SAN ANTONIO — Although one state has authorized medical cannabis as a treatment for obstructive sleep apnea (OSA), the science supporting it remains shaky and physicians should be very cautious about recommending it, a sleep medicine specialist said here.
“The evidence is starting to come in, but it is still limited,” said Kannan Ramar, MD, of the Mayo Clinic Rochester, speaking Tuesday at SLEEP 2019, the joint meeting of the American Academy of Sleep Medicine (AASM) and the Sleep Research Society.
Ramar was lead author of an official AASM position statement published last year, issued after Minnesota approved OSA as a qualifying condition for medical cannabis.
“Based on the available evidence, it is the position of the AASM that medical cannabis should not be used for the treatment of OSA,” the statement read. “The AASM also advises state legislators, regulators, and health departments that OSA should not be included as an indication for their medical cannabis programs.”
In his talk at SLEEP 2019, Ramar said the safety and efficacy of cannabis for this purpose remains unknown, despite publication of a study supporting use of a cannabis-derived drug in OSA.
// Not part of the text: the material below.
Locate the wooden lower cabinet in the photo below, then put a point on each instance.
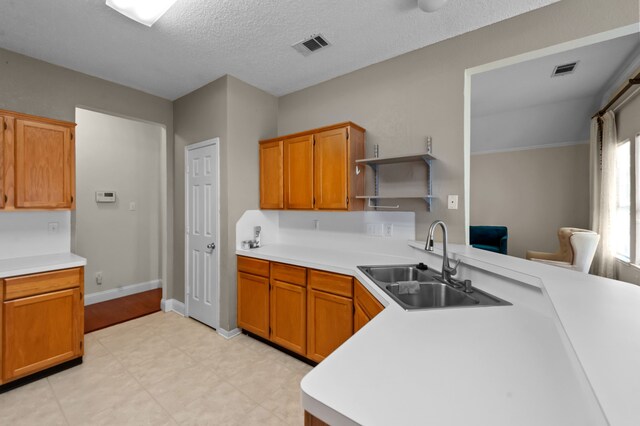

Ramar noted that the clinical research considered by Minnesota officials in reaching their decision was limited to proof-of-concept, animal, and pilot studies. Human studies have examined the oral cannabis-extract drug dronabinol (Marinol) which is approved by the FDA for nausea and vomiting associated with cancer treatment.
The Pharmacotherapy of Apnea by Cannabimimetic Enhancement Trial (PACE), published in January 2018, examined dronabinol in two doses for the treatment of moderate to severe OSA in 73 patients. Patients were randomized to receive placebo 2.5 mg or 10 mg of dronabinol daily, 1 hour before bedtime. Its authors concluded that the finding of a dose-dependent reduction in apnea-hypopnea index (AHI) scores, along with greater self-reported sleepiness and treatment satisfaction among the dronabinol-treated patients “support the therapeutic potential of cannabinoids in people with OSA.”
But Ramar cited several caveats, including questionable clinical significance of the change in AHI from baseline to 6 weeks among the study participants.
He also noted that in Minnesota, where he practices, OSA patients don’t receive dronabinol since it is not approved by the FDA for this purpose. They are instead using commercially available THC or cannabidiol (CBD) products or a combination of the two through medical cannabis programs.
These products have not been studied in patients with OSA, and the safety and efficacy of specific delivery methods, including vaping and liquid formulations, is also not known, he said.
In June of last year, following the release of the AASM position statement, the Minnesota Department of Health issued a clarification of its stance on the use of cannabis for the treatment of OSA, urging patients to try other treatments known to be effective, such as CPAP, “before trying medical cannabis for OSA.”
“Very little research has been done on which medical cannabis products — if any — are effective for treating OSA,” the statement read, adding that patients who choose to “experiment” with cannabis as a treatment for OSA should first consult with their health care provider.
Kannan Ramar reported no relationships with industry related to his presentation at SLEEP 2019.